Senzar (ou Zen- (d)-zar) : langue sacerdotale, à caractère magique et occulte, en usage parmi les initiés de l'Inde archaïque, utilisée encore par les communautés secrètes d'Adeptes orientaux. A chaque lettre sont attachés, comme aux lettres de toutes langues similaires, notamment l'ancien Hébreu, un nombre, une couleur et une syllabe, l'ensemble formant une chaîne symbolique instructive.

Septénaire : ensemble conceptuel véhiculé par le Nombre Sept, compris arithmosophiquement notamment comme le résultat de 3 + 4 et représenté par soit une Etoile à Sept Branches soit un Hexagramme portant un point au Centre. Symbolise l'Univers lequel réunit l'action du Ternaire (les Trois Grands Principes universels créateurs) et du Quaternaire (le résultat de cette action créatrice).

Shambhala : du sanskrit "qui détient la source du bonheur". Nom donné à un Royaume, occupé par une Fraternité secrète d'Adeptes et situé traditionnellement au nord-ouest du Tibet. Terme désignant de manière emblématique la Grande Loge Blanche.

Shiva : nom donné - et personnification subséquente en Déité - par la Tradition de l'Inde au Principe universel de la Volonté (laquelle détruit les obstacles à son expression).
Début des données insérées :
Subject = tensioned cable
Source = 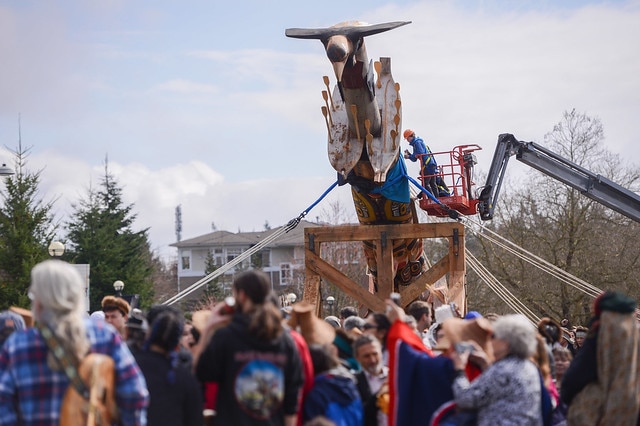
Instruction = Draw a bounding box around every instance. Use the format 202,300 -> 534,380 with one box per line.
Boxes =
461,215 -> 603,298
464,217 -> 640,321
162,180 -> 340,305
473,229 -> 600,297
480,231 -> 601,298
162,226 -> 290,305
466,249 -> 540,326
466,250 -> 527,318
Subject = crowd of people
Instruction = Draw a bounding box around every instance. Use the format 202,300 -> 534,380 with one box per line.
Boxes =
1,259 -> 639,425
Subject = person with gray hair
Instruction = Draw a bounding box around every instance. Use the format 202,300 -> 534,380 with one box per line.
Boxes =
353,334 -> 387,426
0,259 -> 149,425
450,314 -> 543,426
343,316 -> 366,334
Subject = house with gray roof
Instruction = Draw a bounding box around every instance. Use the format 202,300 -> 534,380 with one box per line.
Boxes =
170,220 -> 321,296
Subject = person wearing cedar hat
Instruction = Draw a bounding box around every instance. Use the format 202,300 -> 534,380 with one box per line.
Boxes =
102,295 -> 131,338
289,301 -> 336,346
289,302 -> 362,426
449,314 -> 543,426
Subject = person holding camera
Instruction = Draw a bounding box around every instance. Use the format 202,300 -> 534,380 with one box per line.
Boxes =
195,271 -> 303,426
449,314 -> 544,426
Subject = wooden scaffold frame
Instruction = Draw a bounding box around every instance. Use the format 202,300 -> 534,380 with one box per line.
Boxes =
302,222 -> 466,315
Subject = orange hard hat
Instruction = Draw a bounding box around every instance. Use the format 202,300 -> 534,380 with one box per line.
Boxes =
403,129 -> 415,139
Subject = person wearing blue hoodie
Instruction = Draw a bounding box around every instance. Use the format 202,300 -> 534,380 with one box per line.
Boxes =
303,343 -> 363,426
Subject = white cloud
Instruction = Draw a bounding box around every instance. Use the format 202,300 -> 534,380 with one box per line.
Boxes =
152,79 -> 220,96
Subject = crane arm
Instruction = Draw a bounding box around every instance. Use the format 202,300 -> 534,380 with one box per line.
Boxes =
477,133 -> 640,222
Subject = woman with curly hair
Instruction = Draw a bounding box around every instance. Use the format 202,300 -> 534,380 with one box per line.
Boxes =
450,314 -> 543,426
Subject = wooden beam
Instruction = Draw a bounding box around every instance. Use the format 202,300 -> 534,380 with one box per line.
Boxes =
305,249 -> 385,312
305,222 -> 463,242
446,226 -> 466,311
376,231 -> 394,299
303,231 -> 322,317
399,255 -> 449,304
303,266 -> 322,317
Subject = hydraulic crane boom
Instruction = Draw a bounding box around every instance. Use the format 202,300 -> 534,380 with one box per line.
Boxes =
477,133 -> 640,222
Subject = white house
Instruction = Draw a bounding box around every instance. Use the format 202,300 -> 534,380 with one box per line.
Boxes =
170,220 -> 321,295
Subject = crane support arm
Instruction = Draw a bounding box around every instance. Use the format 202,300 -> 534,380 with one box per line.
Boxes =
478,133 -> 640,222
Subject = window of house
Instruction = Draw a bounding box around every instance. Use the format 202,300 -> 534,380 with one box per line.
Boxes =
280,263 -> 291,286
181,251 -> 191,270
227,248 -> 242,263
214,248 -> 224,266
261,249 -> 271,267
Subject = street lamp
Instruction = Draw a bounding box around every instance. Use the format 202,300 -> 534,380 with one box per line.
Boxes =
326,295 -> 335,316
113,280 -> 124,297
48,241 -> 65,257
0,163 -> 14,176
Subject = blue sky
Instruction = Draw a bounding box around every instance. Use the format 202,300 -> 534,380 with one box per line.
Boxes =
1,0 -> 639,260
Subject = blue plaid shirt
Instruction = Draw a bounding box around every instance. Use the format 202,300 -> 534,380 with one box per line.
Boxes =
0,317 -> 149,426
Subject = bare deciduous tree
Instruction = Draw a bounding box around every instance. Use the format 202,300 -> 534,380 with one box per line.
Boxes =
470,110 -> 640,325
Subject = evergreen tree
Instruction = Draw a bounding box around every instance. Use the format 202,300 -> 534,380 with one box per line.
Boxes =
203,249 -> 226,302
0,138 -> 57,309
65,160 -> 154,311
150,255 -> 178,303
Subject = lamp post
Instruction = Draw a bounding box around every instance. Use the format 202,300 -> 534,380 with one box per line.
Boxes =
48,241 -> 90,312
0,163 -> 14,177
113,280 -> 124,298
326,295 -> 335,316
48,241 -> 65,257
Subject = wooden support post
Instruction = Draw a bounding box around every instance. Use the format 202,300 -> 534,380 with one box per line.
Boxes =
376,231 -> 394,299
447,227 -> 466,312
303,231 -> 322,317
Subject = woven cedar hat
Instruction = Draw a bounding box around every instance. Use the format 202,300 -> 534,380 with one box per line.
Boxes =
288,301 -> 335,346
440,316 -> 495,361
101,296 -> 130,316
537,317 -> 562,343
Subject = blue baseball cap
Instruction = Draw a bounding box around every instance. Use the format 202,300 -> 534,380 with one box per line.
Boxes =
463,311 -> 482,320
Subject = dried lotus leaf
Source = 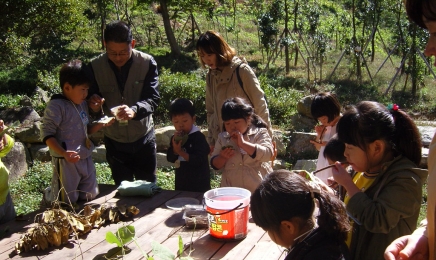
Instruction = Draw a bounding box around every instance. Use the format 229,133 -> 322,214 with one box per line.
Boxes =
127,205 -> 140,215
221,145 -> 235,150
118,205 -> 127,215
36,230 -> 49,250
83,205 -> 93,216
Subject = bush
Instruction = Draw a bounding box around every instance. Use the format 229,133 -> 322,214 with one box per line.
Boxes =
9,161 -> 52,215
155,68 -> 207,126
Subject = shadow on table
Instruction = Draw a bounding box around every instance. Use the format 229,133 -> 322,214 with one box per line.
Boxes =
93,245 -> 132,260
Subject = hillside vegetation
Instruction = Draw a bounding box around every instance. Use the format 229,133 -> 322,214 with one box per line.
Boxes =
2,0 -> 431,219
1,0 -> 436,127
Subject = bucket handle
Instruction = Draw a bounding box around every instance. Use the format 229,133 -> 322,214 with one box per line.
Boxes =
204,202 -> 243,215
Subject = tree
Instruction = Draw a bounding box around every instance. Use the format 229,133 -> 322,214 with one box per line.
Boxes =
0,0 -> 90,69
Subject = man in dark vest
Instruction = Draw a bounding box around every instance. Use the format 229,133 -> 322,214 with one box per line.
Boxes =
87,20 -> 160,186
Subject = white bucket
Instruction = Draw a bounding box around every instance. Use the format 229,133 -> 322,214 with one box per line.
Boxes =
204,187 -> 251,240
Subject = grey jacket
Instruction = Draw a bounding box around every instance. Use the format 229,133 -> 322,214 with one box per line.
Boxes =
41,94 -> 94,159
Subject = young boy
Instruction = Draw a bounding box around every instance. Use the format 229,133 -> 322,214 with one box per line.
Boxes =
323,134 -> 352,200
0,120 -> 16,224
166,98 -> 211,193
41,60 -> 110,204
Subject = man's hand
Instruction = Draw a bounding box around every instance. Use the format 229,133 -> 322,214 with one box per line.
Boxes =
384,234 -> 429,260
112,105 -> 136,120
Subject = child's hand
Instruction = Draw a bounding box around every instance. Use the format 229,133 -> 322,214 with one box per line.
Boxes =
229,131 -> 245,147
102,117 -> 116,127
219,147 -> 235,160
315,125 -> 326,135
88,95 -> 105,112
64,151 -> 80,163
309,139 -> 325,151
171,135 -> 183,155
0,120 -> 5,150
332,162 -> 352,186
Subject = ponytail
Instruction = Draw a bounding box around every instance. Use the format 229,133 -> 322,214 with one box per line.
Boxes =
251,114 -> 268,129
314,191 -> 350,241
389,108 -> 422,166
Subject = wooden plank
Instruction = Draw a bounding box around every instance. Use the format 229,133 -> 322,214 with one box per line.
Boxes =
109,191 -> 206,259
243,232 -> 286,260
4,190 -> 182,259
40,190 -> 182,260
211,220 -> 267,260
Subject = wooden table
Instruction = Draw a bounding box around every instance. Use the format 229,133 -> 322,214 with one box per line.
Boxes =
0,184 -> 286,259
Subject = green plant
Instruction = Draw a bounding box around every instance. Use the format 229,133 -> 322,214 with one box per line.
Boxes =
106,224 -> 194,260
9,161 -> 52,215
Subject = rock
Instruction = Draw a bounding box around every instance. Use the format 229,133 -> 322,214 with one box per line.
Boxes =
155,126 -> 176,153
89,128 -> 105,145
28,143 -> 51,162
3,141 -> 31,181
92,144 -> 107,163
293,159 -> 317,172
157,152 -> 174,168
289,113 -> 317,132
417,126 -> 436,147
297,95 -> 314,118
272,158 -> 288,170
0,107 -> 42,143
14,120 -> 42,143
420,147 -> 428,169
19,95 -> 33,107
34,87 -> 50,104
272,130 -> 287,157
0,106 -> 40,124
286,132 -> 318,160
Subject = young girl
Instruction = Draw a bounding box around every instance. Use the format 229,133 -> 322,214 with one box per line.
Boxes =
332,101 -> 428,260
196,30 -> 272,151
310,92 -> 342,184
251,170 -> 351,260
210,97 -> 273,193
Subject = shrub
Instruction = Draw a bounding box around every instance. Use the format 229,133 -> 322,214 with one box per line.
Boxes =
155,68 -> 207,126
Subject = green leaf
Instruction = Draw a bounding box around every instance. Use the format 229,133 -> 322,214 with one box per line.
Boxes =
178,235 -> 183,256
151,241 -> 175,260
106,231 -> 122,247
116,225 -> 135,244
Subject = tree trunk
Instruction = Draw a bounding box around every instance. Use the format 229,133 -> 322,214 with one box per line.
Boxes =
284,0 -> 290,74
159,0 -> 180,56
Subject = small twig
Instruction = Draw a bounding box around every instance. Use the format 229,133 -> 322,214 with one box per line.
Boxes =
313,162 -> 347,175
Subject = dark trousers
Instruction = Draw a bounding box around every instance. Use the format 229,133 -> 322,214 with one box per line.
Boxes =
105,136 -> 157,186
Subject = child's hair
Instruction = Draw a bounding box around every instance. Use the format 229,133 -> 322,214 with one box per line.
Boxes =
251,170 -> 350,241
104,20 -> 133,43
311,92 -> 341,123
406,0 -> 436,29
196,30 -> 236,68
59,60 -> 91,90
221,97 -> 268,129
337,101 -> 422,166
169,98 -> 195,118
323,134 -> 346,163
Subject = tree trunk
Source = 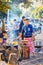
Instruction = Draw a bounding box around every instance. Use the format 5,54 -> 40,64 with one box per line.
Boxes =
1,20 -> 5,31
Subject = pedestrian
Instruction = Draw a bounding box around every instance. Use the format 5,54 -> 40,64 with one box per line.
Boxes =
0,19 -> 5,38
0,19 -> 4,43
19,16 -> 26,40
2,30 -> 8,44
19,19 -> 36,57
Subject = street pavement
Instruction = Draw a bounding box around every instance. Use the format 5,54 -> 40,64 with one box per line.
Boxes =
19,48 -> 43,65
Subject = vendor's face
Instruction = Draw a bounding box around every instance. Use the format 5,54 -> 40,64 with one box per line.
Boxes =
25,20 -> 29,25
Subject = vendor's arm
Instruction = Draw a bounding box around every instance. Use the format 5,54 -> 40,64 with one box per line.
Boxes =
31,25 -> 35,41
32,33 -> 34,41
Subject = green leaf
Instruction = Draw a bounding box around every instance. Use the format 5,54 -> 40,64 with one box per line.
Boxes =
0,1 -> 11,13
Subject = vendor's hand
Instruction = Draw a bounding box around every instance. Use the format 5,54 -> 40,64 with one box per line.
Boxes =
32,33 -> 35,41
18,36 -> 22,40
32,37 -> 35,41
18,33 -> 22,40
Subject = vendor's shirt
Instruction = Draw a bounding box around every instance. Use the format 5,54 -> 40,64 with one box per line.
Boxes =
21,24 -> 34,37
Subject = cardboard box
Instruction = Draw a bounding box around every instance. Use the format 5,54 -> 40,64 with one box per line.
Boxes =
21,40 -> 28,46
21,40 -> 30,59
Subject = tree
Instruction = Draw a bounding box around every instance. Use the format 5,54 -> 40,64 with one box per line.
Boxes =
23,0 -> 32,8
0,0 -> 10,14
11,3 -> 22,17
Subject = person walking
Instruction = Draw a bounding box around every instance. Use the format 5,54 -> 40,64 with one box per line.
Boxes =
19,16 -> 26,40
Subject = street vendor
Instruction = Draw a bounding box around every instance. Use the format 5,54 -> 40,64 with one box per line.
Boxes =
19,19 -> 36,57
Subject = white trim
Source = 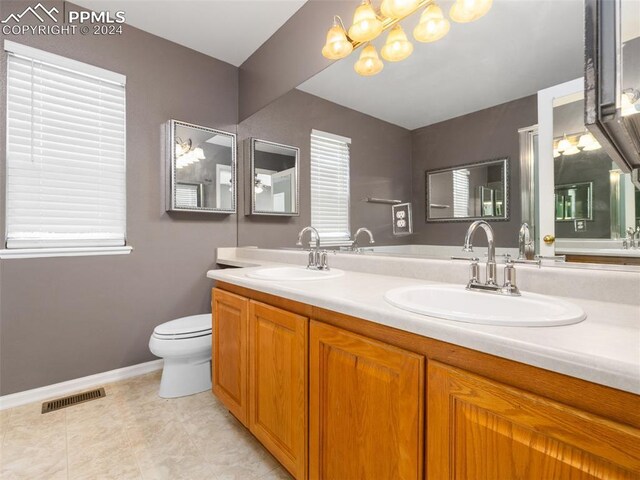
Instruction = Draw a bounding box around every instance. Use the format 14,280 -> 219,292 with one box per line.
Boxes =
537,77 -> 584,257
311,129 -> 352,144
0,359 -> 163,411
4,40 -> 126,85
0,245 -> 133,259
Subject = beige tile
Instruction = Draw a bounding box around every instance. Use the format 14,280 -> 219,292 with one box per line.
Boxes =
0,371 -> 286,480
1,437 -> 67,480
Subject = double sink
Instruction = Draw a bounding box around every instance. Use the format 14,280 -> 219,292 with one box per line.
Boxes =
243,265 -> 586,327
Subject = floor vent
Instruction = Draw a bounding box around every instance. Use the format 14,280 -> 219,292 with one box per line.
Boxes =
41,387 -> 106,414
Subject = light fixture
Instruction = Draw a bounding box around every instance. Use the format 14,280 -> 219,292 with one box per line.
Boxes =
577,131 -> 601,151
449,0 -> 493,23
175,137 -> 192,157
381,24 -> 413,62
354,44 -> 384,76
413,3 -> 450,43
325,0 -> 492,77
348,0 -> 383,43
557,134 -> 580,156
380,0 -> 420,19
322,16 -> 353,60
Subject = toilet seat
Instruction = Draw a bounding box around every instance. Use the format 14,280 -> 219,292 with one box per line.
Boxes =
152,314 -> 211,340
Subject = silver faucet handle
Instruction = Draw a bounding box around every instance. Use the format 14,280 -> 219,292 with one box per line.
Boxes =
451,256 -> 480,262
307,250 -> 316,268
470,261 -> 480,283
320,250 -> 329,270
501,261 -> 521,295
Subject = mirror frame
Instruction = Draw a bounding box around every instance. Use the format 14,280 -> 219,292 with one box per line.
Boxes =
425,157 -> 510,223
167,119 -> 237,214
249,138 -> 300,217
Correspond au Père de la Sainte Trinité des chrétiens.

Sorcellerie : utilisation inadéquate de la Force matérialisante de l'Univers ainsi que des forces destructrices afin d'en obtenir des biens matériels, une vengeance ou pouvoir sur autrui. Synonyme de magie noire.

Sorcier : celui qui pratique la sorcellerie. Se dit aussi, avec un sens beaucoup moins péjoratif, des rebouteux de campagnes qui soignent avec des remèdes ancestraux et qui cherchent, contrairement à la première définition, à faire le bien.

Soufi : de l'arabe "vêtu de laine". Titre donné à un adepte du Soufisme, ascète vêtu d'une robe de laine vierge en signe d'humilité

Soufisme : ensemble de règles et pratiques ascétiques et mystiques, héritées de l'ancienne Tradition mésopotamienne et amalgamées aux principes essentiels de l'Islam (et non à la casuistique de ses théologiens) à partir du IX' s., à Bassora et à Bagdad. Etablies en Confréries dans le monde musulman, il est professé par un Maître spirituel (le Chir) et tend à conduire ses adeptes à l'anéantissement dans l'Amour Divin, notamment par la pratique d'exercices mentaux et respiratoires centrés sur le coeur et le diaphragme (le dhikr). Apparenté à l'Hésychiasme et au Bakhti Yoya.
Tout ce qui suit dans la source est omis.